The recent Court of Appeal judgment in Government of the Republic of France v The Royal Borough of Kensington and Chelsea EWCA Civ 429 considered the relationship between planning permissions and listed building consents. Although a number of similarities were noted, the court emphasised that they are distinguishable areas of law.

Certificates of lawfulness

The court drew a distinction between certificates of lawfulness issued with regards to the planning regime, under sections 191 and 192 of the Town and Country Planning Act 1990 (“TCPA”), and certificates of lawfulness issued in relation to listed building consents, under section 26H of the Planning (Listed Buildings and Conservation Areas) Act 1990 (“LBA”).

A Section 191 certificate for lawfulness of existing use or development is merely an option for a developer to use; it is not a mandatory means of proving the lawfulness of existing use or development. A Section 192 Certificate – generally considered to be a certificate for the lawfulness of proposed use or development – may be used to certify the lawfulness of existing uses or developments as well.

However, the court adopted a much stricter interpretation of the purposes for which a Section 26H Certificate could be used. Section 26H LBA can only be used to apply for a certificate that proposed works to a listed building would not affect its character as a building of special architectural or historic interest.

The developers’ application for a Section 26H Certificate was used to test whether proposed works would be lawful because they fell within a listed building consent that had been implemented. This application fell outside the purposes of the Section. In addition, it was impossible to construe the certificate as for any proposed works; it referred only to past works. Accordingly, the certificate was quashed. The court stated that the section 26H certification procedure is primarily aimed at cases where alterations are so small that they could not arguably affect the character of the building as one of special architectural or historic interest.

Furthermore, the Court of Appeal found that there is neither a statutory requirement nor a common law duty for local authorities to consult on applications for certificates under either s192 TCPA or s26H LBA. For a local authority to have a duty to consult, they must reasonably believe that a third party has evidence that is not only relevant to the issue the council has to determine, but “material” in that it would affect the outcome of the decision.

Implementation of planning permission and listed building consent

The Claimant stated that, in order to implement a listed building consent, works were required that went beyond “a purely token commencement”, and a higher threshold was required to constitute implementation than under the TCPA. This argument was decisively rejected by the court.
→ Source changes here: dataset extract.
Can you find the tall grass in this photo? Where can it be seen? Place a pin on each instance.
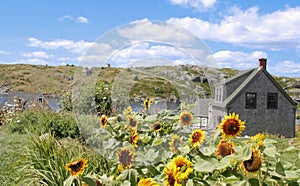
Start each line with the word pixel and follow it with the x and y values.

There is no reason why material operations within the scope of planning permission and works within the scope of a listed building consent should be subject to separate standards of implementation.

Freestanding permissions and consents

The court also considered the issue of whether the listed building consent, which was for development expressed as an amendment to a previous consent, is freestanding or whether the conditions of the previous consent can be implied. While acknowledging that conditions can be implied into planning permissions or listed building consents, the Court of Appeal stated that the courts should exercise “great restraint” in doing so. A very high threshold will be adopted for the incorporation of conditions not contained in the planning document itself. The court therefore concluded that the consent had its own time condition rather than the time condition from the original permission. However, the court considered it to be noteworthy that the developers had applied for a new consent not merely a variation of conditions to the earlier consent, suggesting that the court may have reached a different conclusion had the application been made under s10 of the LBA (the equivalent to s73 of the TCPA).